İlk Derece Mahkemesinin yukarıda belirtilen kararına karşı süresi içinde davacılar vekili tarafından istinaf başvurusunda bulunulması üzerine Bölge Adliye Mahkemesinin yukarıda tarih ve sayısı belirtilen kararı ile; davacı tarafın dayandığı senette "1.200 lira karşılığında toprağı satın vermediğim gibi yalnız 1.200 lira ödendiğinde ben de tarlamı geri alacağım ve parası ödendikten sonra ...'nin hiçbir alakası tarlada kalmaz, tarla icarsız para ise faizsiz olarak parası ödenen tarihe kadar rehin olarak ...'nin elinde kalacaktır" ifadesinin yer aldığı, yörede kullanılan "para faizsiz tarla icarsız" şeklindeki kullanımda, taşınmaz sahibinin, sözleşmenin karşı tarafına/kullanana taşınmazı kullanıma izni verdiği, karşılığında borç para aldığı, taşınmazı kullanan âkit, verdiği borç/peşin para nedeniyle icar bedeli ödemediği, taşınmaz maliki ise aldığı borcun faizini ödemediği, eğer sözleşmede bir süre belirtilmiş ise bu sürenin sonunda, süre belirtilmemiş ise taşınmaz iade edildiğinde taşınmazı icara alan, taşınmaz malikine ödediği bedeli geri aldığı, bu bedel geri ödenmediği takdirde tarlanın mülkiyeti icar alana ait olduğu, bu kullanım biçiminde zilyetlik, malikin aldığı borç neticesinde akdin taşınmazı kullanmasına gösterdiği ... nedeniyle olup icar süresince mülkiyetin devrinin söz konusu olmadığı, ancak sözleşme bitiminde borcun ödenmeyip taşınmazın icara alana kalması halinde, tapusuz taşınmazlarda en az 20 yıllık malik sıfatıyla zilyetlik koşullarının sağlanması halinde tapusuz taşınmazın kiralayan adına tescilinin mümkün olduğu, somut olayda davacıların dava konusu taşınmazda zilyetliğinin tespit edilememesi nedeniyle davanın reddedilmesinde isabetsizlik bulunmadığı gerekçesiyle davacılar vekilinin istinaf talebinin esastan reddine karar verilmiştir.

V. TEMYİZ

A. Temyiz Sebepleri

Davacılar vekili temyiz dilekçesinde özetle; davacı ile davalıların amcası ... arasındaki yazılı sözleşmenin Mahkemece esas alınması gerekirken soyut ve davacı tanığı olarak gösterilen mahalli bilirkişi beyanının dikkate alınmasının hukuka aykırı olduğunu, davacılar lehine olan beyanların ise dikkate alınmadığını ileri sürerek Bölge Adliye Mahkemesi kararının bozulmasını talep etmiştir.

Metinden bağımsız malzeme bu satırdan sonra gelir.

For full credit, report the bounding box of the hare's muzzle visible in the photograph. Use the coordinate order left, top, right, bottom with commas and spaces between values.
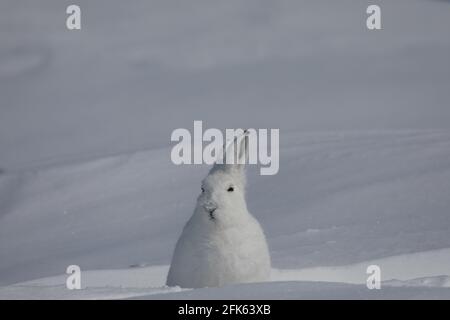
203, 202, 217, 214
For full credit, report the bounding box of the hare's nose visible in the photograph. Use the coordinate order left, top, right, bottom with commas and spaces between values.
204, 202, 217, 213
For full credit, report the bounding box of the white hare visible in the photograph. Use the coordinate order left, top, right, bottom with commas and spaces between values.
166, 130, 271, 288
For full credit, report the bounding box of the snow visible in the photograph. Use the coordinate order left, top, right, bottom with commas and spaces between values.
4, 279, 450, 300
1, 130, 450, 298
271, 248, 450, 285
1, 248, 450, 299
1, 0, 450, 299
2, 0, 450, 170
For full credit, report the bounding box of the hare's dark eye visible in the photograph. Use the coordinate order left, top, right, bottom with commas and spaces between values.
201, 187, 205, 193
227, 186, 234, 192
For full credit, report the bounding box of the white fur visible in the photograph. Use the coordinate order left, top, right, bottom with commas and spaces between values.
166, 132, 271, 288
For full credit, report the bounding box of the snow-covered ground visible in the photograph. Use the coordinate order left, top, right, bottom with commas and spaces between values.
1, 130, 450, 299
1, 249, 450, 299
1, 0, 450, 299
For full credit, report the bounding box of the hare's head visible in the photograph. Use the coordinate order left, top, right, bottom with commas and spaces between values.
196, 131, 250, 224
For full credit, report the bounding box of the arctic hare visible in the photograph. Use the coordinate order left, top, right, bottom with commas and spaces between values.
166, 130, 271, 288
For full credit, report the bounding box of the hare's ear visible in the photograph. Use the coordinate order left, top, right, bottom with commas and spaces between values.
236, 130, 249, 170
210, 130, 248, 173
225, 129, 248, 167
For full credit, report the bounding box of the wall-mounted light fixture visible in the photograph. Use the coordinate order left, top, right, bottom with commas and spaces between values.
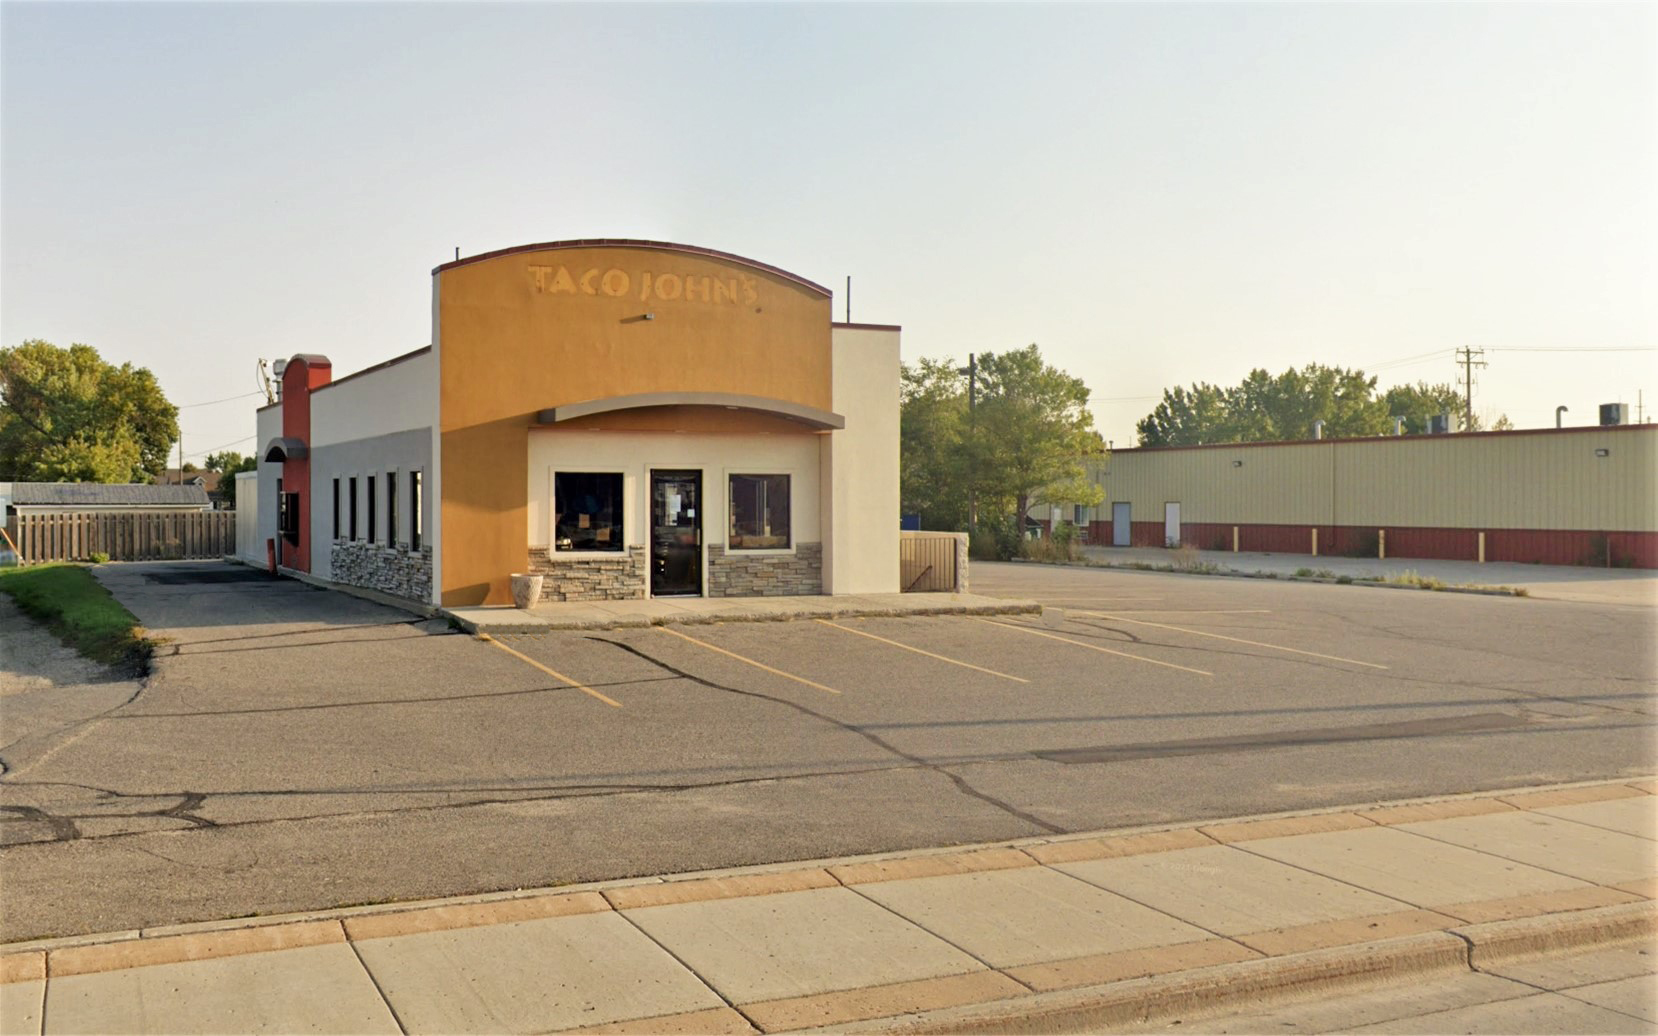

B. Değerlendirme ve Gerekçe

Dava, kadastro öncesi hukuki nedene dayalı tapu iptali ve tescil istemine ilişkindir.

Bölge adliye mahkemelerinin nihai kararlarının bozulması 6100 sayılı Kanun'un 371. maddesinde yer alan sebeplerden birinin varlığı hâlinde mümkündür.

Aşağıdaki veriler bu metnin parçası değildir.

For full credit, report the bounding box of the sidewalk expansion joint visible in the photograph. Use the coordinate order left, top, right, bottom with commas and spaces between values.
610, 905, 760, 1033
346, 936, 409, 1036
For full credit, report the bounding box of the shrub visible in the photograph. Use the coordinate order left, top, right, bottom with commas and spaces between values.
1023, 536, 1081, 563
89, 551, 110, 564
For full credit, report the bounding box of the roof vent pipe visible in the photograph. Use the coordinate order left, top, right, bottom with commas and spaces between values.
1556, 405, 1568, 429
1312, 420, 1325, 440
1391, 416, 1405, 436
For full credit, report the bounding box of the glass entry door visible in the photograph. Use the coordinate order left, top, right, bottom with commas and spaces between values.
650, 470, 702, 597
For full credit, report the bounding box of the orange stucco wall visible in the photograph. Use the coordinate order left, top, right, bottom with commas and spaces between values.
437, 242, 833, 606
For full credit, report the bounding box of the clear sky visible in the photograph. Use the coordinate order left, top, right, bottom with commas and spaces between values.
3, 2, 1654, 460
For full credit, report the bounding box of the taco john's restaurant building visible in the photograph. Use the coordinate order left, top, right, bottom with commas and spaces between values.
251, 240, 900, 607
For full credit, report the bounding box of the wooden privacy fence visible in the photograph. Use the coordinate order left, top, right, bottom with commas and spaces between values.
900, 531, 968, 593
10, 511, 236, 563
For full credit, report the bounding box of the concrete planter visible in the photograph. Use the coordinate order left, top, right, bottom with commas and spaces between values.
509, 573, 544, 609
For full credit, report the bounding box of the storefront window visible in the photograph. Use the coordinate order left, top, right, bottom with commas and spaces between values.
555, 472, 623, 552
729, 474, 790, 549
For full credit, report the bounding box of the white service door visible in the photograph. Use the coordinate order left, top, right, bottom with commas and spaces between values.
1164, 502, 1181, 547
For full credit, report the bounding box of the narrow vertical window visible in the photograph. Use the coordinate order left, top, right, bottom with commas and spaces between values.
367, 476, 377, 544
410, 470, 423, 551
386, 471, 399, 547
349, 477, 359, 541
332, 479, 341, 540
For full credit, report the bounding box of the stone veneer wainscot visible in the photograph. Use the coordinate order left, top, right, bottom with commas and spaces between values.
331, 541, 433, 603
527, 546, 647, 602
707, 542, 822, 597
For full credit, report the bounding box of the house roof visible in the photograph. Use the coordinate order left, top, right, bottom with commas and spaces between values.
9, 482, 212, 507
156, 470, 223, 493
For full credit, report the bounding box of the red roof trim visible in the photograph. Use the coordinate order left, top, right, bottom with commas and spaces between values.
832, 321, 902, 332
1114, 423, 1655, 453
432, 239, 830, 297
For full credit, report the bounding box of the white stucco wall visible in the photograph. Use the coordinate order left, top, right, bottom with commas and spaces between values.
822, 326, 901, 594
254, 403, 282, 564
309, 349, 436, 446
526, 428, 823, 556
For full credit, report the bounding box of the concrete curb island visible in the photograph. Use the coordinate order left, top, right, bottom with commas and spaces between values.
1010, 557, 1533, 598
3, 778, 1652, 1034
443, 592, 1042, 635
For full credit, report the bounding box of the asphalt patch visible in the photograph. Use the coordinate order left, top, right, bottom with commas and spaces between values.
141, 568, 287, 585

Kadastro sonucu, Sivas ili, İmranlı ilçesi, Yazıkavak köyü çalışma alanında bulunan 105 ada 31 parsel sayılı 11.310,40 metrekare yüz ölçümündeki taşınmaz, irsen intikal, taksim ve kazandırıcı zamanaşımı zilyetliği nedeniyle davalıların murisi ... adına tespit ve tescil edilmiştir. Davacı ..., dava konusu taşınmazı 07.04.1965 tarihli satış senedine istinaden satın aldığını ileri sürerek tapu kaydının iptali ve adına tescil istemiyle dava açmıştır.

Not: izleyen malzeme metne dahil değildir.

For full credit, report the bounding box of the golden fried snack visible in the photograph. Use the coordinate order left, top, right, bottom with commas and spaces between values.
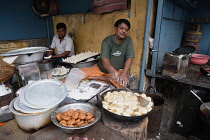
56, 113, 62, 121
75, 119, 81, 124
87, 118, 95, 123
61, 115, 71, 121
59, 120, 67, 126
68, 124, 75, 127
86, 112, 93, 120
77, 120, 85, 126
72, 112, 79, 119
67, 109, 75, 117
79, 113, 86, 120
67, 119, 76, 125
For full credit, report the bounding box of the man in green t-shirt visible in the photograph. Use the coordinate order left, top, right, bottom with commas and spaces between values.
81, 19, 135, 88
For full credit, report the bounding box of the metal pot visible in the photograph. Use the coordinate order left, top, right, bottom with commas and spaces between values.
200, 102, 210, 117
9, 98, 57, 132
39, 60, 53, 72
99, 88, 154, 121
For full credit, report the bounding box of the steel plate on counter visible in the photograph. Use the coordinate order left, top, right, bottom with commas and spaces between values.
19, 79, 68, 109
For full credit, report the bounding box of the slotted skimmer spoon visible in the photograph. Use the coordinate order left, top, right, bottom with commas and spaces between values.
190, 90, 210, 110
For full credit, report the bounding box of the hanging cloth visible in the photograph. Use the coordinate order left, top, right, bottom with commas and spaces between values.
92, 0, 131, 14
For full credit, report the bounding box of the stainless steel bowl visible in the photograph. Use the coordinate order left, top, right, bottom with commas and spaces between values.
51, 102, 101, 133
15, 51, 44, 64
39, 60, 53, 72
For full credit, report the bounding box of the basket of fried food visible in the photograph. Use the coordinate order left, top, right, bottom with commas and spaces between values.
0, 58, 15, 83
51, 103, 101, 133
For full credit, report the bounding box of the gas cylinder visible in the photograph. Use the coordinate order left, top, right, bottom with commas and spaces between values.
182, 24, 202, 51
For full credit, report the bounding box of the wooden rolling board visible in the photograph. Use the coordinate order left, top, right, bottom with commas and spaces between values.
101, 110, 148, 140
27, 122, 129, 140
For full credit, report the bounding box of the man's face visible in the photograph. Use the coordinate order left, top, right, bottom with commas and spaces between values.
114, 23, 129, 40
57, 27, 66, 38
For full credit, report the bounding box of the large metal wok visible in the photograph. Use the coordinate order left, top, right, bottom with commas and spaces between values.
98, 88, 154, 121
0, 47, 48, 64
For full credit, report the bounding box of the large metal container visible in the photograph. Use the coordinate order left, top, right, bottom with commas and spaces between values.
0, 47, 48, 64
9, 98, 57, 132
162, 52, 189, 80
15, 51, 44, 64
51, 103, 101, 134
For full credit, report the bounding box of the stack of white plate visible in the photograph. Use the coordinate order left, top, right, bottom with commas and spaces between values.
12, 79, 68, 114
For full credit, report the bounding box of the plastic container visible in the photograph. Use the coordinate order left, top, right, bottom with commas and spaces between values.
64, 68, 86, 91
190, 54, 210, 65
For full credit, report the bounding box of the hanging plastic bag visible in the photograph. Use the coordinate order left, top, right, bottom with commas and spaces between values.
64, 68, 86, 91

Temyizen incelenen karar, tarafların karşılıklı iddia ve savunmalarına, dayandıkları belgelere, uyuşmazlığa uygulanması gereken hukuk kuralları ile hukuki ilişkinin nitelendirilmesine, dava şartlarına, yargılama ve ispat kuralları ile kararda belirtilen gerekçelere göre usul ve kanuna uygun olup davacılar vekili tarafından temyiz dilekçesinde ileri sürülen nedenler kararın bozulmasını gerektirecek nitelikte görülmemiştir.

VI. KARAR

Açıklanan sebeplerle;

Davacılar vekilinin temyiz itirazlarının reddiyle Bölge Adliye Mahkemesi kararının 6100 sayılı Kanun'un 370. maddesinin birinci fıkrası uyarınca ONANMASINA,

Aşağıda yazılı 345,55 TL bakiye onama harcının temyiz eden davacılardan alınmasına,

Dosyanın İlk Derece Mahkemesine, kararın bir örneğinin Bölge Adliye Mahkemesine gönderilmesine,

24.02.2025 tarihinde kesin olmak üzere oy birliğiyle karar verildi.